Different organisms sleep for different amounts of time:
• Carnivores (and especially certain insectivores like bats) sleep for most of the day.
• Grazing herbivores only sleep a few hours a day.
• Animals that must be constantly alert for predators get very little sleep.
• This still doesn’t explain sleep too well since you could just be resting (not asleep) and still accomplish the above tasks.
Sleep is restorative.
• Monoamine neurotransmitters (such as serotonin and dopamine) are depleted during the day. These are essential for alertness and concentration.
• Structural and energy proteins are depleted during the day.
• Growth hormone (GH) levels are low during the day.
• All of these things are restored during sleep. Increased GH leads to faster healing.
Sleep is important for memory formation.
- Memories are consolidated during sleep.
- If an animal is sleep deprived, this introduces memory deficits.
Sleep stages are characterized by the patterns they produce on an EEG (electroencephalogram).
• This pattern represents the EPSPs and IPSPs (excitatory and inhibitory postsynaptic potentials) that contribute to brain activity.
There are three main stages of sleep:
1. REM (rapid eye movement) or “Paradoxical” Sleep
2: NREM (non-REM) Stage 1 and 2 Sleep (light sleep)
3: NREM Stage 3 Sleep (slow wave or deep sleep).
REM (rapid eye movement) or “Paradoxical” Sleep
-Characterized by fast brain waves similar to those seem while awake.
- There is low muscle tone, except for the eyes, which shift back and forth.
- Dreams happen during this stage.
NREM (non-REM) Stage 1 and 2 Sleep (light sleep).
- Characterized by relatively fast repeating “alpha” and “theta” waves.
- It is easy to wake someone up from this type of sleep.
- People in Stage 1 are often unaware that they were sleeping.
NREM Stage 3 Sleep (slow wave or deep sleep).
- Characterized by big, slow “delta” waves.
- It is very difficult to wake someone up from this type of sleep.
- This type of sleep is very restorative.
There is a discrete sleep cycle across the night.
• You gradually go through stage 1 and 2 sleep and enter a period of deep NREM sleep.
• You quickly come out of deep sleep and enter a stage of REM sleep.
• You go back into NREM sleep, but it takes longer and the sleep isn’t quite as deep.
• This pattern repeats until you don’t go back into sleep and wake up.
Sleep Disorders
Given the important role of sleep in maintaining various brain functions, it is unsurprising that problems with the sleep process can result in functional deficits. Sleep problems are particularly common among the elderly. Other sleep disorders are associated with problems such as obesity, substance abuse, and psychiatric disorders.

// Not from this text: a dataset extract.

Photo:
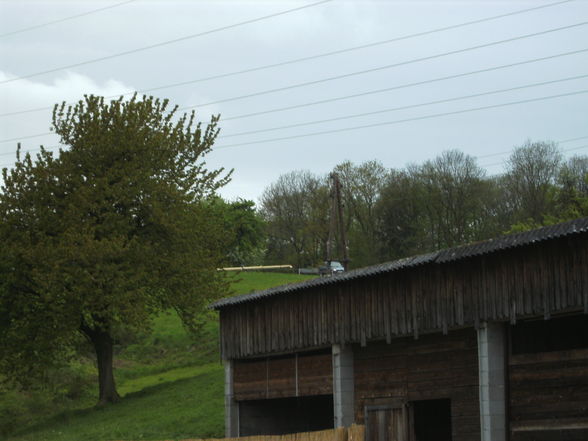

Why do children need a lot of sleep?
Children need lots of sleep because their brains are still developing.
What is atonia?
- it is when normally the motor (movement) system turns off at night
- If the motor system doesn’t turn off all the way, this can result in “restless legs” or sleepwalking.
- If the motor system doesn’t turn back on as you come out of sleep, this can result in “sleep paralysis”.
What is insomnia?
Insomnia is the inability to get to sleep or stay asleep. It has numerous causes.
Insomnia/sleep deprivation results in numerous cognitive deficits:
• This can result in death in some animal species.
• Humans can enter “microsleeps” while awake. This might be why sleep deprivation isn’t deadly in us.
• Symptoms include extreme sleepiness, poor attention span, irritability and mood swings, poor reaction speed, and dreamlike hallucinations. Memory formation and recall is very poor.